Analysts believe any listing by the oil giant would be the world’s biggest flotation, with the company valued at around $2 trillion (£1.5 trillion), potentially leading to a big payday for any advisers on the deal.
Saudi Aramco is planning to sell only around 5pc of its shares, with London and New York the final two candidates. The company is the world’s largest oil producer and controlled by the Saudi royal family. It is eyeing a float in late 2018. The FCA has proposed a rule change that would allow state-owned companies, such as Aramco, to apply for a special category of premium listing with less onerous disclosure and regulatory requirements.
The City’s strict rules currently block a premium listing unless at least 25pc of the stock is sold. It is understood firms going down the proposed route would not have to disclose transactions with their sovereign owner, while shareholders would not be able to vote in or out independent board members.

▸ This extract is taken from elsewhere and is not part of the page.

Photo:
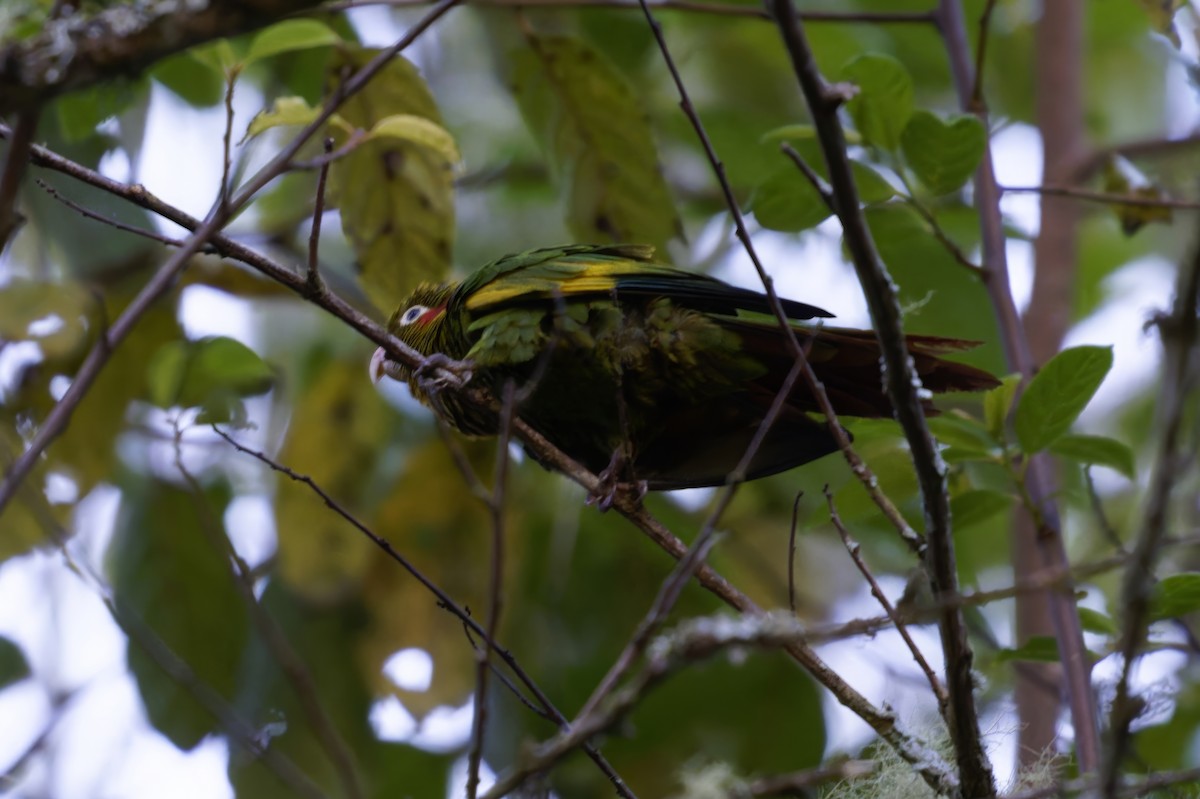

The proposals have raised fears among institutional investors of watered down standards. Chris Cummings, chief executive of the Investment Association, which represents 200 investors managing over £5.7 trillion, said: “A premium listed segment without these investor protections is not a premium segment and will not provide the protections that investors expect.”
Ashley Hamilton Claxton, corporate governance manager at Royal London Asset Management, said: “It looks like the FCA is consulting on amending the existing listing rules to accommodate the peculiarities of one company, which is not a very effective strategy for regulating the market as a whole.”
Meanwhile, investor rights group ShareAction also expressed reservations, saying the changes risked repeating the mistakes of the past, after the London Stock Exchange was forced to tighten up its controls four years ago following governance failures at foreign tycoon-owned Bumi and ENRC.
“As a financial centre, London must be careful not to damage its own reputation for high governance standards,” added Catherine Howarth, chief executive of ShareAction.
However, the London Stock Exchange welcomed the plans, saying “discretionary access” for investors was key to the capital’s success as a global financial centre. The FCA has launched a consultation on the proposals.
Andrew Bailey, chief executive of the FCA, defended the plan, saying it would make UK markets “more accessible whilst ensuring that the protections afforded by our premium listing regime are focused and proportionate”.
He added: “Sovereign owners are different from private sector individuals or companies – both in their motivations and in their nature. Investors have long recognised this and capital markets are well adapted to assess the treatment of other investors by sovereign countries.”
The Saudi royal family is trying to move the country away from its reliance on oil into other industrial sectors under a plan called Saudi Vision 2030.